I am still thinking about the differences here, why it sometimes seems it’s either/or here–either you’re a success, or you’re a failure–and why so many people have internalized this as well as the idea that it’s to the individual’s own fault or merit. But there are two other, more concrete things that I’d like to say about today’s readings, and that’s that I fully agree with what two articles in the Journal of Interactive Technology and Pedagogy’s Teaching Fails columns say, namely, that there’s a huge amount of student orthodoxy, and that in English/literature classes, you often find yourself spending more time navigating the technology (ie. finding the same passage on your e-reader) than on the actual text under discussion. The article’s author is waiting for a tool that makes the text more “ready to hand” than current technology. I also sometimes feel that with all these different devices students carry, the different letter sizes they use, etc, etc, it’s hard to be on the same page, literally. There are a few of us who teach the kind of massive literature surveys I teach, and I would love to hear your thoughts on this.

 

Innovation and Failure Post Part 1

This week’s readings all consider elements of failure, from experiences of design failure to implementation and follow-up failure to the emotional experience of failing and the fear (or reality) of becoming “a failure,” and the ways in which the legacy of failure is written out of the record.

As a one-time perfectionist turned proud, loud, and frequent fail-er, I was excited to focus on these readings. Further, as a teacher who’s more interested in students being creative than in their being right, I was eager for tips on how to create a classroom environment in which failure is understood to be OK. I want to talk a bit about Scott Berkun’s lecture, Alison Carr’s, post, and the lecture by Brewster Kuhle (founder of the Internet Archive) that some of us saw yesterday.

Scott Berkun makes some important points. First, process is integral to understanding innovation. Sort of like how this blog post was supposed to be up on Saturday rather than Tuesday, the point is that when ideas that are mulling around in our heads, we have a much greater chance of putting them together in new and unexpected ways.This takes time, practice, patience, and guts.

Process also, I might add, requires down time with no new stimuli. Every time I have a free second, I check my phone, the news, facebook. For workers in open office plans, there’s always something exciting going on.
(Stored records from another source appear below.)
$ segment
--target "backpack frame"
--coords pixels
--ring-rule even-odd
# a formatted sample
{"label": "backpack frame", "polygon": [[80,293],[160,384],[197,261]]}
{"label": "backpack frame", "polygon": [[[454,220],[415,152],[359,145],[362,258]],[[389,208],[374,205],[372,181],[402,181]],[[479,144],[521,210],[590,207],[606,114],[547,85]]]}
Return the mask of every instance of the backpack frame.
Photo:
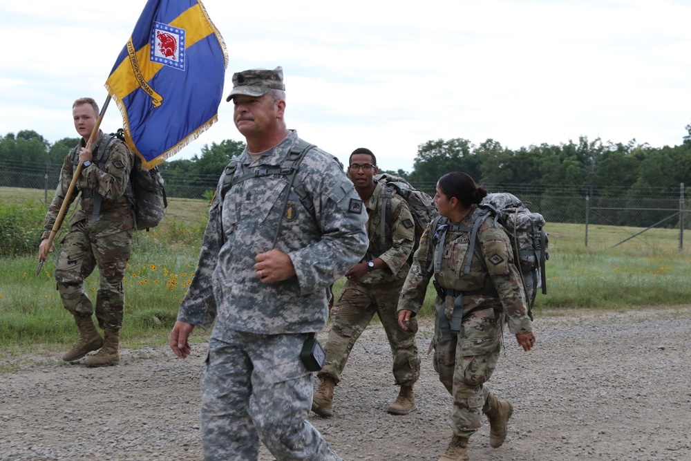
{"label": "backpack frame", "polygon": [[[393,218],[391,216],[391,199],[396,194],[406,200],[413,215],[413,220],[415,225],[415,236],[413,241],[413,251],[408,257],[408,262],[413,263],[415,251],[420,246],[420,237],[427,225],[437,216],[437,206],[432,198],[422,191],[413,187],[410,182],[400,176],[383,173],[375,176],[375,179],[384,185],[381,191],[382,206],[379,210],[379,236],[381,247],[390,247],[387,245],[385,232],[387,223],[390,225]],[[386,251],[386,250],[384,250]]]}

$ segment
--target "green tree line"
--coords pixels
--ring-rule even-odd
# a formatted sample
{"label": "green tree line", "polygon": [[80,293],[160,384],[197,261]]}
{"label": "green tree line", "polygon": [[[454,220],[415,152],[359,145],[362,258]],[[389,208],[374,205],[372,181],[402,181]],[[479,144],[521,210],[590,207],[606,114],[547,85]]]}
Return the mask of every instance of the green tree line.
{"label": "green tree line", "polygon": [[[679,145],[662,147],[635,140],[615,143],[582,136],[577,141],[514,150],[493,139],[478,144],[462,138],[439,139],[419,145],[412,171],[386,172],[403,176],[430,192],[443,174],[462,171],[492,190],[516,194],[677,196],[680,183],[691,183],[691,124],[686,130],[688,135]],[[37,175],[35,184],[18,184],[12,173],[55,174],[77,140],[65,138],[50,143],[31,130],[0,138],[0,186],[43,187],[40,175]],[[231,140],[205,144],[200,154],[187,160],[167,161],[160,168],[169,187],[193,185],[213,189],[229,159],[244,148],[243,142]],[[50,187],[54,187],[55,183]]]}

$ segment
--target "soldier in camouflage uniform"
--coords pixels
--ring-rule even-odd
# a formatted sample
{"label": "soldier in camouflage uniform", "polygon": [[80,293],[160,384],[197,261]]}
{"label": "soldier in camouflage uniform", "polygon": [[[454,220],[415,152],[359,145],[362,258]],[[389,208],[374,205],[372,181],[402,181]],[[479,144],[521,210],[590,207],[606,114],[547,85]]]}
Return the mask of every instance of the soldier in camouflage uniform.
{"label": "soldier in camouflage uniform", "polygon": [[[275,172],[301,143],[283,120],[281,68],[236,73],[233,84],[247,147],[219,180],[171,348],[184,358],[194,326],[216,320],[201,382],[205,460],[256,460],[260,442],[277,460],[341,460],[307,420],[312,377],[300,355],[326,324],[329,285],[367,250],[367,216],[321,149],[307,152],[294,187]],[[226,176],[239,181],[229,190]]]}
{"label": "soldier in camouflage uniform", "polygon": [[[48,247],[48,238],[66,200],[75,169],[80,162],[82,172],[68,198],[71,204],[81,193],[79,207],[70,220],[55,269],[60,299],[74,316],[79,338],[62,359],[76,360],[100,349],[96,355],[87,357],[84,363],[89,366],[115,365],[120,361],[117,349],[124,306],[122,277],[131,253],[135,229],[132,203],[126,195],[134,156],[124,143],[113,140],[108,146],[106,164],[100,168],[92,160],[103,140],[102,131],[99,131],[93,148],[86,149],[98,117],[98,105],[91,97],[77,100],[73,105],[73,115],[82,140],[62,165],[55,197],[46,215],[39,258],[45,261],[53,251]],[[104,337],[95,329],[92,320],[93,304],[84,289],[84,279],[96,267],[100,276],[96,318]]]}
{"label": "soldier in camouflage uniform", "polygon": [[[406,328],[434,276],[434,367],[453,398],[453,437],[439,461],[469,459],[468,439],[480,427],[482,413],[489,419],[490,445],[504,443],[513,408],[484,385],[499,359],[503,324],[508,322],[524,350],[535,341],[520,274],[500,225],[486,218],[477,229],[479,247],[468,254],[475,212],[486,194],[464,173],[439,179],[434,201],[446,220],[441,227],[433,220],[422,235],[399,301],[399,322]],[[467,258],[471,264],[465,273]]]}
{"label": "soldier in camouflage uniform", "polygon": [[341,299],[334,306],[334,322],[324,348],[326,359],[317,376],[319,388],[312,399],[312,411],[331,416],[334,388],[341,381],[350,350],[375,314],[379,314],[393,354],[393,375],[401,386],[396,401],[388,411],[407,415],[415,409],[413,385],[420,374],[415,318],[403,330],[398,325],[396,308],[401,288],[410,268],[408,262],[413,251],[415,225],[408,203],[396,194],[390,198],[390,223],[385,223],[381,245],[381,210],[388,199],[384,182],[375,182],[377,159],[368,149],[359,148],[350,154],[348,173],[365,203],[370,247],[365,258],[346,274],[348,281]]}

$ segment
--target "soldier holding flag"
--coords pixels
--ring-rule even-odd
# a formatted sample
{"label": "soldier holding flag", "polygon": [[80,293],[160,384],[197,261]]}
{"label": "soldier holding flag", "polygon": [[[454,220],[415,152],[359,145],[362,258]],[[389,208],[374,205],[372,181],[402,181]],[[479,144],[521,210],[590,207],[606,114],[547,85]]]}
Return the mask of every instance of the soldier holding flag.
{"label": "soldier holding flag", "polygon": [[[134,156],[124,143],[113,140],[108,144],[104,165],[93,161],[104,133],[98,130],[93,147],[89,137],[98,118],[98,104],[91,97],[75,101],[72,108],[75,128],[82,136],[79,144],[65,158],[55,197],[50,204],[39,247],[39,260],[45,261],[53,251],[49,238],[59,219],[64,203],[71,204],[77,193],[68,194],[74,172],[81,164],[76,187],[81,192],[79,207],[70,221],[62,241],[55,268],[55,281],[62,305],[75,318],[79,337],[62,359],[71,361],[92,350],[99,350],[84,360],[88,366],[115,365],[120,361],[118,344],[122,327],[124,292],[122,278],[132,248],[135,229],[132,203],[125,194]],[[60,218],[61,218],[61,217]],[[105,338],[96,330],[92,315],[94,305],[86,295],[84,281],[98,267],[96,319]]]}

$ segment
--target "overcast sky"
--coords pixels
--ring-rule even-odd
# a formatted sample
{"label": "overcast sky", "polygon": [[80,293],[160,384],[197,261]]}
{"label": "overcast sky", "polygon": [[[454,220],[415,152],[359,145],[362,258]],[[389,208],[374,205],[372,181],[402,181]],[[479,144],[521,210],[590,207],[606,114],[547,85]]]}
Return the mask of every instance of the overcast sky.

We have a million new ideas buzzing around us all of the time, which means that we (or at least I) never give my brain the chance to do its own work in reorganizing these ideas. This is where developing good habits come in. See below.

Another of Berkun’s points is that most of this mulling time is boring, and often leads nowhere. Further, some of the most creative people are willing than most to spend longer entertaining outlandish ideas–the ones that seem most likely to fail. Good managers give their staff time to pursue those outlandish ideas.

In the end, however, failure, along with  process, failure is written out of history. We never see the crappy wooden slums of Rome; never learn about Mac’s “Newton”; only the marble buildings and MacBooks that have (so far) stood the test of time.

Here are some questions to get a conversation started:

  • Both Carr and Berkun suggest that our relationship with failure uniquely American. Do you buy this? Does anyone know about different cultures’ understandings of failure? How do they differ? Have our American notions changed over time? When how and why? (Sorry, I’m an Historian…you can’t just say this stuff.)
  • Berkun talks about the Luddites and the sociological reasons why innovations often take time to be adopted. What are the conditions necessary for adopting new technologies?  What conditions prolong how long it takes?
  • How might our phones/open office plans be used to foster innovative habits rather than inhibit them, as I suggest mine do for me?